After all, a company that can grow its dividend at an above-average rate can turn an average yield into a fantastic yield in just a few years.
Three shares which I believe could be capable of achieving this are listed below:
Amaysim Australia Ltd (ASX: AYS)
While I'm not especially bullish on the telco industry as a whole, I do think that Amaysim is better positioned than most to grow at a solid rate in the coming years. This is due to its diversification away from just offering mobile phone plans. Amaysim now provides low-cost unlimited Amaysim-branded NBN plans and energy plans through its Click Energy business. I believe this puts it in a great position to continue growing its dividend which currently provides investors with a trailing partially franked 4.4% yield.
Baby Bunting Group Ltd (ASX: BBN)
Although I'm a touch doubtful that this baby product retailer will be able to increase its dividend this year, I believe once the short-term headwinds it faces ease it will resume its strong growth.

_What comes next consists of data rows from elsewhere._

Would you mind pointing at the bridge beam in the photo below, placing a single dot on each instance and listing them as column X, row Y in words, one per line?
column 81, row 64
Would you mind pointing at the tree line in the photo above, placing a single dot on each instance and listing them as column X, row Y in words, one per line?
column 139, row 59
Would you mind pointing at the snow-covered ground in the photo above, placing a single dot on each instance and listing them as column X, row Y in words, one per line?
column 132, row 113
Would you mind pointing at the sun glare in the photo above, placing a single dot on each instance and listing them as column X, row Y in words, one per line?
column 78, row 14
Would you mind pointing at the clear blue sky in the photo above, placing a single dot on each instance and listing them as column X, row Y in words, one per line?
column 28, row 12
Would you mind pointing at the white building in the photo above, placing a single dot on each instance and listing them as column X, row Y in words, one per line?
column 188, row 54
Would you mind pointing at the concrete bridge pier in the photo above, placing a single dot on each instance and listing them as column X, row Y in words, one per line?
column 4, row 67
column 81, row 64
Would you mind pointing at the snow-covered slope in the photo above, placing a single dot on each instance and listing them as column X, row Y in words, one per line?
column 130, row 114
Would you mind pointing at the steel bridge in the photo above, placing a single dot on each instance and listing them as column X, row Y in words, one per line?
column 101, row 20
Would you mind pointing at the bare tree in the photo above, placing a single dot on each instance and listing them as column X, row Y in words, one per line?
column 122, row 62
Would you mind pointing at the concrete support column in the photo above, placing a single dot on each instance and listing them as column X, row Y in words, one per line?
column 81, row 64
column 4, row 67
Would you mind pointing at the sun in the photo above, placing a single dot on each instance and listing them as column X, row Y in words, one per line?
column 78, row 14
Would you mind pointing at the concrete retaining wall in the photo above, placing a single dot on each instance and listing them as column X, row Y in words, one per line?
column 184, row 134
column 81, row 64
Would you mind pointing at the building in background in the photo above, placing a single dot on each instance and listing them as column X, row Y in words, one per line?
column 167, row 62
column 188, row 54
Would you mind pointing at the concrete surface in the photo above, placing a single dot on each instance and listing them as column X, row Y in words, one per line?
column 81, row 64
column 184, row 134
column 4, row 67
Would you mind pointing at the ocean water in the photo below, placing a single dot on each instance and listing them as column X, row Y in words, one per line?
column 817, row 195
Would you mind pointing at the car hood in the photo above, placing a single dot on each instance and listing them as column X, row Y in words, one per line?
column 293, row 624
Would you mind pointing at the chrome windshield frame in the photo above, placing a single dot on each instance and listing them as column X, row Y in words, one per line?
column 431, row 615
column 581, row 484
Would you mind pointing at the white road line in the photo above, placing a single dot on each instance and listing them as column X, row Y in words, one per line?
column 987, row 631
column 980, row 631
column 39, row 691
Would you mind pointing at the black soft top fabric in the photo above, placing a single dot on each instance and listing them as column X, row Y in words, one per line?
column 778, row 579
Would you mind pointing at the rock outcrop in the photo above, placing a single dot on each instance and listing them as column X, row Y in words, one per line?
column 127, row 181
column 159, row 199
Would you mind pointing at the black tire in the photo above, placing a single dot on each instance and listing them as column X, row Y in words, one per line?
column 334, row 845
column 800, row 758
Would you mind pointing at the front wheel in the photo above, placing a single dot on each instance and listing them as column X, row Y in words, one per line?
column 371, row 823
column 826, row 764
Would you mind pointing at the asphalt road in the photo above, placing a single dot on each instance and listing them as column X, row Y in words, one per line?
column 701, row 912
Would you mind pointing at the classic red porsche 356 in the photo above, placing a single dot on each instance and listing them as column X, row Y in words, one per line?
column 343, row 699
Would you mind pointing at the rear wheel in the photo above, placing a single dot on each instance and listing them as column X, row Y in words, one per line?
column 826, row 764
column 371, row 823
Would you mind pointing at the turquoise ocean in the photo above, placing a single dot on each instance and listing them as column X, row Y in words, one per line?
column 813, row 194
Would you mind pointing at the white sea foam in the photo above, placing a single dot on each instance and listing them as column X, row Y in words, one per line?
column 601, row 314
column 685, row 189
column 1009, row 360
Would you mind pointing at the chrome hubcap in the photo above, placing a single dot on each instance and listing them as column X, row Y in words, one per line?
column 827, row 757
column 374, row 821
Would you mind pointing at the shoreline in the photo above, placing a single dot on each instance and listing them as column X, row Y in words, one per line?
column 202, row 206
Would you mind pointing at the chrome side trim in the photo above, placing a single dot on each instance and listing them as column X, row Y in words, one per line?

Baby Bunting has been a victim of its own success this year and has been impacted by clearance sales from closing competitors. But once these clearance sales are out of the way, I expect Baby Bunting will be free to gain even more market share and deliver solid earnings and dividend growth. At present its shares provide a trailing fully franked 4.6% dividend.
Helloworld Ltd (ASX: HLO)
At present this travel company's shares only offer investors a trailing fully franked 2.9% dividend. But with management confident that demand for its integrated service offering will continue to develop and grow, I believe Helloworld has the potential to become a dividend star in the future. In FY 2018 EBITDA is forecast to increase upwards of 21% year-on-year and I expect its dividend will grow at a similarly strong rate.